Cornelius is a partner in an aluminium trading firm which is facing bankruptcy. The business has been trying to continue its principled style whilst the rest of the world of business has become much more competitive, hard-nosed and ethically dubious.  His partner is away trying to drum up trade (apparently) whilst he runs the office and fends off creditors and endless sales reps (‘travellers’ – I’d almost forgotten the term!) many of whom have turned to selling in desperation during the tough mid-30’s. For good measure, we also have the mystery surrounding what has actually been happening to partner Murrison on the road and unrequited love both by and of Cornelius.

It’s a slow start as the situation and characters are introduced, but when it gets into its stride it draws you in and zips along. Designer David Woodhead has created a brilliant period office environment and Sam Yates staging makes great use of the limited space. The performance style also takes time to settle. I found the acting a bit OTT at first, but I think this is getting used to the behaviours for the period; a rhythm develops and it becomes more realistic.
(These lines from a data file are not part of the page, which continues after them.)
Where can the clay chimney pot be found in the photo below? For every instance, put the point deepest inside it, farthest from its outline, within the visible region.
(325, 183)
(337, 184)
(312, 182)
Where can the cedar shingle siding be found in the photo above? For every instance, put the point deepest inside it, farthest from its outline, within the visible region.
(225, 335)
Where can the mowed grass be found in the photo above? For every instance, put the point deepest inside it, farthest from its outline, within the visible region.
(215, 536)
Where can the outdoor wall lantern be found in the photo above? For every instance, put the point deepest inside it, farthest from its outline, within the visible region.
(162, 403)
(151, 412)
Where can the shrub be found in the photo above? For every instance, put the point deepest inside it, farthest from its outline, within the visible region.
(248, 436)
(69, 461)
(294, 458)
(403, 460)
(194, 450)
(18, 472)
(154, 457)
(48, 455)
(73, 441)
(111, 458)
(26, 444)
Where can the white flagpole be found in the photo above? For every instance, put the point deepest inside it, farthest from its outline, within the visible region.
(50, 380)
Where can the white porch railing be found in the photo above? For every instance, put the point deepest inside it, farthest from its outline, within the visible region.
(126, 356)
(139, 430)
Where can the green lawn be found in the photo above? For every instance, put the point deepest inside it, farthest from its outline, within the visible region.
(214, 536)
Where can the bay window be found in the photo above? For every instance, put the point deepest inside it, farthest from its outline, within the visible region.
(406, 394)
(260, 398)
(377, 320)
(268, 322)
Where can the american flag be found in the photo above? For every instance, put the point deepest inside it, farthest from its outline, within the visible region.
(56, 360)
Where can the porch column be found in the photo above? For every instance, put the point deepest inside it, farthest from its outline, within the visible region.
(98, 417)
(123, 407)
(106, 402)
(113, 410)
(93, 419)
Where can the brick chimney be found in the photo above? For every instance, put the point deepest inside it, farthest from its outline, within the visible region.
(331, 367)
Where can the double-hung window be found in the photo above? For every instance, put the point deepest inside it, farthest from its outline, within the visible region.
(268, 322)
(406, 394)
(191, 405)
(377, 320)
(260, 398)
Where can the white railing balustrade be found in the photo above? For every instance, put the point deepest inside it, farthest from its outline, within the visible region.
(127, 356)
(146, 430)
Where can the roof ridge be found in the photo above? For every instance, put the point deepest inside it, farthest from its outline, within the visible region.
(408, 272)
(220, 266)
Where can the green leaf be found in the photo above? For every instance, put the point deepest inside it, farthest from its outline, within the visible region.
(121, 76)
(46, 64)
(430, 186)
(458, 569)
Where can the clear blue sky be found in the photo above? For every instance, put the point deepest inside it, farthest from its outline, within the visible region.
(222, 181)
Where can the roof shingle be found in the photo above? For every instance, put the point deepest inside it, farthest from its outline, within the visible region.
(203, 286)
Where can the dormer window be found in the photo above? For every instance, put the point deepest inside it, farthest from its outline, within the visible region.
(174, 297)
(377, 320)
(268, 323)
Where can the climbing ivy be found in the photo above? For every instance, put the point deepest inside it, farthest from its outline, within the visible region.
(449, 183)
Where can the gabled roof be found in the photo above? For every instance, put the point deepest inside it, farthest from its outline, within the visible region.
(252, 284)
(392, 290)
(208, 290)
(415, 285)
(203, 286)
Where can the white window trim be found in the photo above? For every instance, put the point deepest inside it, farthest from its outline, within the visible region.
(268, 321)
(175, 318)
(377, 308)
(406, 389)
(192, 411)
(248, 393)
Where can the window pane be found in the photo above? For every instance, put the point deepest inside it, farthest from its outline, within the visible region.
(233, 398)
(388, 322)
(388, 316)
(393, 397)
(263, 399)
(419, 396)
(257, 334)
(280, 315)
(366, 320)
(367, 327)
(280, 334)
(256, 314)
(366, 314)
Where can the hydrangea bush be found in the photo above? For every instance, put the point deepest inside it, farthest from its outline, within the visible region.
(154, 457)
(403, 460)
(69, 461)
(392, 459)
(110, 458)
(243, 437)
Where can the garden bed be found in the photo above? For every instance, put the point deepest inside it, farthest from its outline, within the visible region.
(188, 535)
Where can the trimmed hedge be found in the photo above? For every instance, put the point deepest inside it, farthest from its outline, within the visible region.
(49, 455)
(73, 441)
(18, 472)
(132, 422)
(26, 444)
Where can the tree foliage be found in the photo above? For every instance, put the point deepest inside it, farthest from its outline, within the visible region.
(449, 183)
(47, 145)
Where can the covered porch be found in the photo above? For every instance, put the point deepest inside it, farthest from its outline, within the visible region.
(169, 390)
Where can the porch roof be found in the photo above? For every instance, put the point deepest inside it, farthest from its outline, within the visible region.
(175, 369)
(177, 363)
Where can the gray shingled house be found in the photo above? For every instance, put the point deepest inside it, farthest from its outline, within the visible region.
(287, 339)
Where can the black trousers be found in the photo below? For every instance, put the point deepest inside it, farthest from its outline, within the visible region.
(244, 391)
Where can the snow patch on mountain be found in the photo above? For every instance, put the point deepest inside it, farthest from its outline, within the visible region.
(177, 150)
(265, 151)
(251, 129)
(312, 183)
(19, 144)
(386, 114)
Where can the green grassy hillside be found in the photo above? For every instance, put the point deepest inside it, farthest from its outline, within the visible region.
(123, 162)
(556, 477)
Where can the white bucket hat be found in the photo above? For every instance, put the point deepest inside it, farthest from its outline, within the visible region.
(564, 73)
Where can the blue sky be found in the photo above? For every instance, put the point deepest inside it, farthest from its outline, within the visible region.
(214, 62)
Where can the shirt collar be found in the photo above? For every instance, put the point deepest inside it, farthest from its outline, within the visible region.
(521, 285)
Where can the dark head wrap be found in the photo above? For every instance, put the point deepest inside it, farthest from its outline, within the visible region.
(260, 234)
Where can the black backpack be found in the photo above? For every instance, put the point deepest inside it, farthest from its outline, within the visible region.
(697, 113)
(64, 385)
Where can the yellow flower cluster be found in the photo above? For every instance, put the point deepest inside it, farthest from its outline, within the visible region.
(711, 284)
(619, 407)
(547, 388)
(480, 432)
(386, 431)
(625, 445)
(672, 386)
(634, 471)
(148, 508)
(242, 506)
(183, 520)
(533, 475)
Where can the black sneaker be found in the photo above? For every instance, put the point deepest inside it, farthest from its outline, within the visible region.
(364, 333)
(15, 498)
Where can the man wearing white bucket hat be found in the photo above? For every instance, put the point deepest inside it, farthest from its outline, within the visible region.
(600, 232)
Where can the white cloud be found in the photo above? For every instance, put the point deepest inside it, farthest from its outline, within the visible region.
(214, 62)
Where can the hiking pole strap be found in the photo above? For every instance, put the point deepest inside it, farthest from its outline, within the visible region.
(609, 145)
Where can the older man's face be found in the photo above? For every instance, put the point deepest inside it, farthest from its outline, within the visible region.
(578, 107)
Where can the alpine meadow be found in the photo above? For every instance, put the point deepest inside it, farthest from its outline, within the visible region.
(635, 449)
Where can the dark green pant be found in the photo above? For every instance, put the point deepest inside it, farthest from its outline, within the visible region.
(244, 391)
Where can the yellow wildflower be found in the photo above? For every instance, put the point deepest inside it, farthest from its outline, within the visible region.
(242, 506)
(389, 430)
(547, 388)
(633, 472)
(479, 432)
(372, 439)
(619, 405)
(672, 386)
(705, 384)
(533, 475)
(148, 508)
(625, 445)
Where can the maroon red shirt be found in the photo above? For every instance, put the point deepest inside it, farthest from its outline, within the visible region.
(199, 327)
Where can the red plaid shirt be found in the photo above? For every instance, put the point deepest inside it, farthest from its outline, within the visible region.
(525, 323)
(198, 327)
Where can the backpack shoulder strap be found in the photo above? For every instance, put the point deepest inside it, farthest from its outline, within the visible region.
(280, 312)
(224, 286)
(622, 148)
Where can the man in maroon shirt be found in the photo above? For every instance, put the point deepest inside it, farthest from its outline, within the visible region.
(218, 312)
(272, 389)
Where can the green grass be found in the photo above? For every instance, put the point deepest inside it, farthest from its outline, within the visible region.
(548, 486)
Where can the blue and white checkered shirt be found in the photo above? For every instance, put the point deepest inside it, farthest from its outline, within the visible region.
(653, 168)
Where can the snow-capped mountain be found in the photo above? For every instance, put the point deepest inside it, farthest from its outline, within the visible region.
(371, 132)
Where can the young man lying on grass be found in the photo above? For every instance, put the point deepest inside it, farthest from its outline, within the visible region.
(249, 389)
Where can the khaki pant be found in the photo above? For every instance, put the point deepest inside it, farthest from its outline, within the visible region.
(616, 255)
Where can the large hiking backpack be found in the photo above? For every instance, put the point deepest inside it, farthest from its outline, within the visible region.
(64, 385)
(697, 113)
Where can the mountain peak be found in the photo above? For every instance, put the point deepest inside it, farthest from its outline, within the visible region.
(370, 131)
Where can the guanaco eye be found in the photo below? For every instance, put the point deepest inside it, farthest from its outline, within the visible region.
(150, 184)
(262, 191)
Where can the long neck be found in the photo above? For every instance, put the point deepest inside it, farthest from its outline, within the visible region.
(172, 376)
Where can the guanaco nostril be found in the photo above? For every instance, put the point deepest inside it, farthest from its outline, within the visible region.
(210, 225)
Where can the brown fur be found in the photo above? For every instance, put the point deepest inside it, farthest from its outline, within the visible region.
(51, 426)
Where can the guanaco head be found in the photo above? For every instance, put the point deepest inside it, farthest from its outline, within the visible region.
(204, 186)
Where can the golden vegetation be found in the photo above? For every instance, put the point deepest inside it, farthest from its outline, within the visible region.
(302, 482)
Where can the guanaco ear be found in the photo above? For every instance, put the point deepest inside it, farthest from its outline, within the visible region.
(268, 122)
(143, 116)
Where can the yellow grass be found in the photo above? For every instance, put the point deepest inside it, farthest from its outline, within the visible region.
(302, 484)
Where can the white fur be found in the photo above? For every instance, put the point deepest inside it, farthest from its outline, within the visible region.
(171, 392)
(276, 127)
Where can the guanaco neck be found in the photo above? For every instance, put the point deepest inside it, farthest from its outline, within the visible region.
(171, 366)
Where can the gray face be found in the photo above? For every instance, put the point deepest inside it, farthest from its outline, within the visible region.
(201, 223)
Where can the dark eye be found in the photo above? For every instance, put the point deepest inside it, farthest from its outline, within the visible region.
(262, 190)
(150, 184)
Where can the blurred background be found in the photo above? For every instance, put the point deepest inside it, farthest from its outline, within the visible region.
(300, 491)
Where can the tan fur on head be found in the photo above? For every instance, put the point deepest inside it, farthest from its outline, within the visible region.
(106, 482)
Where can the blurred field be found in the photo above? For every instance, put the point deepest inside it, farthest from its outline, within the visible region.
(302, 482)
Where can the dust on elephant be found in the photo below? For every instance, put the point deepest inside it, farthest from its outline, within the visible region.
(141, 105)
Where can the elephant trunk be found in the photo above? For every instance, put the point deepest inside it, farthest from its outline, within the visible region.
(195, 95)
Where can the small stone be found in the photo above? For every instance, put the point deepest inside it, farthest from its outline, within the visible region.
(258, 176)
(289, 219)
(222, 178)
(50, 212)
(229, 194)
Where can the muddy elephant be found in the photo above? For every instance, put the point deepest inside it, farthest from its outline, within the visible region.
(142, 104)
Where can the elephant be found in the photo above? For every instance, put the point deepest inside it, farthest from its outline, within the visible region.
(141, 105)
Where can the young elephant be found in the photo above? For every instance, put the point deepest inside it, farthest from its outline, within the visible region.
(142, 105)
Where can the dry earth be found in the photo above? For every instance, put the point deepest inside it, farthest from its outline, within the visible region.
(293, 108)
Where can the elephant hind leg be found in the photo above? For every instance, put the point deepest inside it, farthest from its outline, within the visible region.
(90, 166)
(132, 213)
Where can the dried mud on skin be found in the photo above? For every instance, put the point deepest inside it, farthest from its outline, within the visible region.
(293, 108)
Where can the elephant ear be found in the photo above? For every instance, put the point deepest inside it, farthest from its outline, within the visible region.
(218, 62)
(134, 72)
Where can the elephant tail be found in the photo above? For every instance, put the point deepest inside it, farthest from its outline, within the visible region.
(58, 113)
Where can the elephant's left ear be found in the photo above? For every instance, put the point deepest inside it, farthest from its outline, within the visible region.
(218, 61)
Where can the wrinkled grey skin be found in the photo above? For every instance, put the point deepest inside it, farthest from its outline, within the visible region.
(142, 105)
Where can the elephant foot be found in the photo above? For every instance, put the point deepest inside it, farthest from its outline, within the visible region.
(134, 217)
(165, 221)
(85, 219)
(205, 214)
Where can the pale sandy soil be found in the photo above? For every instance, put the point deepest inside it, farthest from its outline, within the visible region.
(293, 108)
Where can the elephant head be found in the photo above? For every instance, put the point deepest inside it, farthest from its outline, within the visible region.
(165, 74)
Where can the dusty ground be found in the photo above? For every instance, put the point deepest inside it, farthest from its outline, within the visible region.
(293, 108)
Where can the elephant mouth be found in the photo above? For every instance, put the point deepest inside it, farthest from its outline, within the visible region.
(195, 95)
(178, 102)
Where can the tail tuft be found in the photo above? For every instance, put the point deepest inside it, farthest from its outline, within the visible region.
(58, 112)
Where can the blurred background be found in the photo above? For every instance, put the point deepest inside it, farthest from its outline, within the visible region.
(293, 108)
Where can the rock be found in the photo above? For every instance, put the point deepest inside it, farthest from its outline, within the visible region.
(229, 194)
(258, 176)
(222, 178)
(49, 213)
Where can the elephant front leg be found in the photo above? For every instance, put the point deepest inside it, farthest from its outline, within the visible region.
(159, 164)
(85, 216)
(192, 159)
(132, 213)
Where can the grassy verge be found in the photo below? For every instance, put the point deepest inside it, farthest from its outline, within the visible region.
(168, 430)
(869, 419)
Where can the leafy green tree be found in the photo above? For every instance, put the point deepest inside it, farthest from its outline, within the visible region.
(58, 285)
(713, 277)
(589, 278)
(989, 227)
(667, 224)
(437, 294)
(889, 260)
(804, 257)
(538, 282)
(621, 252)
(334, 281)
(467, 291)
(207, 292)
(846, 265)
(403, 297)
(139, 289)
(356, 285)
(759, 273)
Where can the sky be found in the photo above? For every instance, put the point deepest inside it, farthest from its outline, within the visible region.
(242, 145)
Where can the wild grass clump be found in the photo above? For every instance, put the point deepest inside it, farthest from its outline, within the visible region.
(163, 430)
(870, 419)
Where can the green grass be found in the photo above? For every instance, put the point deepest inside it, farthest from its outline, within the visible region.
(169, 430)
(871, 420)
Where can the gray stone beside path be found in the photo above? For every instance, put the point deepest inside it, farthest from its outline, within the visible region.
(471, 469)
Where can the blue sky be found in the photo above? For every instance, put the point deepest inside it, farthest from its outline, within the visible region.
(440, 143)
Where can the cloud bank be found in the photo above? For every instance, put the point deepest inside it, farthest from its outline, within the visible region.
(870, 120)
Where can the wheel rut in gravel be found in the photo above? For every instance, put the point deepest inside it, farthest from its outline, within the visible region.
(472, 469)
Cornelius is on stage almost the whole time and Alan Cox has to strike the right note as a benevolent businessman with a sprinkling of naivety without making him a patronising bore; he pulls it off beautifully. Col Farrell seems completely at home as Chief Cashier Biddle from the outset; a lovely performance. There are fourteen other fine performances from 10 actors – too many to mention, but all worthy of it.

The subject matter is right up J B Priestly’s moralistic street, but the parallel between his time and ours is simply extraordinary. Yet again we find the Finborough brings us important revivals whilst others are endlessly re-cycling Shaw, Ibsen & Chekov. A bucketload of theatrical brownie points!